The Supreme Court will once again consider the unresolved question of whether the Constitution bars partisan gerrymandering, agreeing Friday to consider lower court rulings that congressional maps in Maryland and North Carolina were so extreme as to constitute a violation of voters' rights.
This raises the possibility of a historic outcome: The Supreme Court has never ruled that a gerrymandered map was unconstitutional, and it has so far punted on any opportunities to do so.
The court's announcement comes at a time when a majority of Americans appear to be fed up with the influence of gerrymandering (also called redistricting) in the electoral process: A 2017 poll from the non-partisan Campaign Legal Center found that "an overwhelming majority (71 to 15 percent) of Americans want the Supreme Court to place limits on lawmakers' ability to manipulate voting maps." That plurality included 30 percent of Democrats, 65 percent of Republicans, and 68 percent of Independents.
Though extremely important to the electoral process, gerrymandering is a confusing process, and one that many voters don't understand.

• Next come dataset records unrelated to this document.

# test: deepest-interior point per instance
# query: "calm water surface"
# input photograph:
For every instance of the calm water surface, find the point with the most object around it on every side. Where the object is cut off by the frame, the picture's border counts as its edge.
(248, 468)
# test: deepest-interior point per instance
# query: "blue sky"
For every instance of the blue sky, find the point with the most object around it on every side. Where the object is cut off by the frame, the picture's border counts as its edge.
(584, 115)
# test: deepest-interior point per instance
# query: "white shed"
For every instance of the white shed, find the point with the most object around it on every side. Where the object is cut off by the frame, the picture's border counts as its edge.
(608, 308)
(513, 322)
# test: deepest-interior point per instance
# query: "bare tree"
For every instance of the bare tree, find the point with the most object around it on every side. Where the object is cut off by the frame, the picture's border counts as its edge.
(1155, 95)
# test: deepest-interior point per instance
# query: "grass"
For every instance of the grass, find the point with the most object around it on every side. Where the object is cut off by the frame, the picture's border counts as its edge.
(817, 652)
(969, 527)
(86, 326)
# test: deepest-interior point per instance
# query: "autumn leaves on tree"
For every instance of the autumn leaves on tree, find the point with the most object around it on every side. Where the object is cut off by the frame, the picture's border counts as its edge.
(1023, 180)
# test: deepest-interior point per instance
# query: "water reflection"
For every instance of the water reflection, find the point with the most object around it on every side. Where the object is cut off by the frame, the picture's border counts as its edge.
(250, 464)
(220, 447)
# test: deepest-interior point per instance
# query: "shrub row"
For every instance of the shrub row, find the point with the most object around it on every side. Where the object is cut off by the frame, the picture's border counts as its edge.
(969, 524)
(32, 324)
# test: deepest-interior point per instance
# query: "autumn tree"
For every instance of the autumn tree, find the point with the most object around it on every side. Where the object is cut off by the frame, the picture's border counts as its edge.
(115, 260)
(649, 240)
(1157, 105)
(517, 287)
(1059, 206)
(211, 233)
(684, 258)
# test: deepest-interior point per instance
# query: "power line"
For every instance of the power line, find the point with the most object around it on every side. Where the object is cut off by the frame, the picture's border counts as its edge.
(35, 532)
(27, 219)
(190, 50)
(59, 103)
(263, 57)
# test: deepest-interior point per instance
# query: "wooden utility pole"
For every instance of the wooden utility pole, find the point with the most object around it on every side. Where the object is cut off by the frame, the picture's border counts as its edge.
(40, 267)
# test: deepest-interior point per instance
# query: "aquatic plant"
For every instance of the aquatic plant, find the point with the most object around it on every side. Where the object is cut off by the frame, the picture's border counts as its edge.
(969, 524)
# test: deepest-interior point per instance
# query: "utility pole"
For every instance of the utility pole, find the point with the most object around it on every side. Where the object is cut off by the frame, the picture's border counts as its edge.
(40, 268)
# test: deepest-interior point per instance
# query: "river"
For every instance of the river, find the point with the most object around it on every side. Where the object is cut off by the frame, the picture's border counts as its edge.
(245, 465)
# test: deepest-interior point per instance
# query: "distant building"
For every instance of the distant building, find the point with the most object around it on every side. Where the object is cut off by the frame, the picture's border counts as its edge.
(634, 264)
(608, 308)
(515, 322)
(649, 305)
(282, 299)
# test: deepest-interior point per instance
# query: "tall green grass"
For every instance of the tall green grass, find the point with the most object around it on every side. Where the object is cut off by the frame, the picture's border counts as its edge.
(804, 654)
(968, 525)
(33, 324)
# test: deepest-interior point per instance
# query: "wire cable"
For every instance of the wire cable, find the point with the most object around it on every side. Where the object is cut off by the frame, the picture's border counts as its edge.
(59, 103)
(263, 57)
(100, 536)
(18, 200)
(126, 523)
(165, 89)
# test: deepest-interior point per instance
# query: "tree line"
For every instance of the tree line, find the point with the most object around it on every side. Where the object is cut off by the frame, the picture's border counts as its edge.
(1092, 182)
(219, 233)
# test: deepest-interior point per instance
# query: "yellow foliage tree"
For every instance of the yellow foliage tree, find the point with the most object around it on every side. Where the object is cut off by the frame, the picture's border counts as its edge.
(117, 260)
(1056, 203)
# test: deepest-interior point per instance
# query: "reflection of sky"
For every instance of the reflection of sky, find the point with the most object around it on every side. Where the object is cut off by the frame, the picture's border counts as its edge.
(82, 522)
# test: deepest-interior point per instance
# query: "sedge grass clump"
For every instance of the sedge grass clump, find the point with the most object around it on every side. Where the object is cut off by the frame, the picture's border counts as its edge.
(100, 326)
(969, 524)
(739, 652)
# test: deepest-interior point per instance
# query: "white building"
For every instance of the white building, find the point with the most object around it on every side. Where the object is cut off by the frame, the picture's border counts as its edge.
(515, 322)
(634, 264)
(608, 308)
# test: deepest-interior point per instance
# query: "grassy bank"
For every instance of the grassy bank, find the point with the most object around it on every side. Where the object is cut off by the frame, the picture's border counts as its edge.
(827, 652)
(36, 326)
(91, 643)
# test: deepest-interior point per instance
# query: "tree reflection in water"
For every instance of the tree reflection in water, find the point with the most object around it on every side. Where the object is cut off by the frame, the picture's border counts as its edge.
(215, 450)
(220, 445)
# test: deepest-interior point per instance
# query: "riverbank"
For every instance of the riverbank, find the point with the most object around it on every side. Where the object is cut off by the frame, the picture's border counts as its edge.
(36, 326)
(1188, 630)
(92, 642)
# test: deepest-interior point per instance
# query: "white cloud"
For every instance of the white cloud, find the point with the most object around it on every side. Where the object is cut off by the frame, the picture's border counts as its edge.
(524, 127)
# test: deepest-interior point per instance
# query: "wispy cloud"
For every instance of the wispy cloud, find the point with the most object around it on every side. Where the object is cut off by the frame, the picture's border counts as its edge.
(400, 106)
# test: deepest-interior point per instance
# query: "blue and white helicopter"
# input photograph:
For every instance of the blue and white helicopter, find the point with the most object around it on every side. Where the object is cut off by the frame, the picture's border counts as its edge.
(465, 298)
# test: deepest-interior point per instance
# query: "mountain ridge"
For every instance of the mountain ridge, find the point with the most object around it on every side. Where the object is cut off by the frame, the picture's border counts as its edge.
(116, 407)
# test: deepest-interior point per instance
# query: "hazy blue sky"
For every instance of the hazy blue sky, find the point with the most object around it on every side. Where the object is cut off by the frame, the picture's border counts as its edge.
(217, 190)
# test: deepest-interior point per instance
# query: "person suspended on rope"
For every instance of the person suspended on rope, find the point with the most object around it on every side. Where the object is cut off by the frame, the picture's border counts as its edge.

In a 2016 story for Pacific Standard, writer Steffanee Wang explained the concept of redistricting as such:
Every 10 years after the national census takes place, state legislatures (or independent commissions or individuals—we'll get to that later) are required to redraw state district lines. The idea is to create districts that are roughly equal in population, in order to maintain the spirit of "one person, one vote."
The concept gets much more complicated when the politicians shaping the process try to create districts whose populations will vote for their party; that's where gerrymandering comes into play. The party controlling the state legislature tasked with drawing the redistricting maps can easily manipulate the process to favor their party. They can also create "safe" districts for their incumbents: as time goes on, instead of rearranging the lines to introduce more competition to an incumbent, drawing more insular districts can diminish the likelihood a potential challenger from the opposing party may win.
The retirement of Justice Anthony Kennedy will factor hugely into the court's rulings. Kennedy was seen as a swing vote on the issue; his replacement, Brett Kavanaugh, a staunch Constitutionalist, appears less likely to vote in favor of limiting partisan gerrymandering.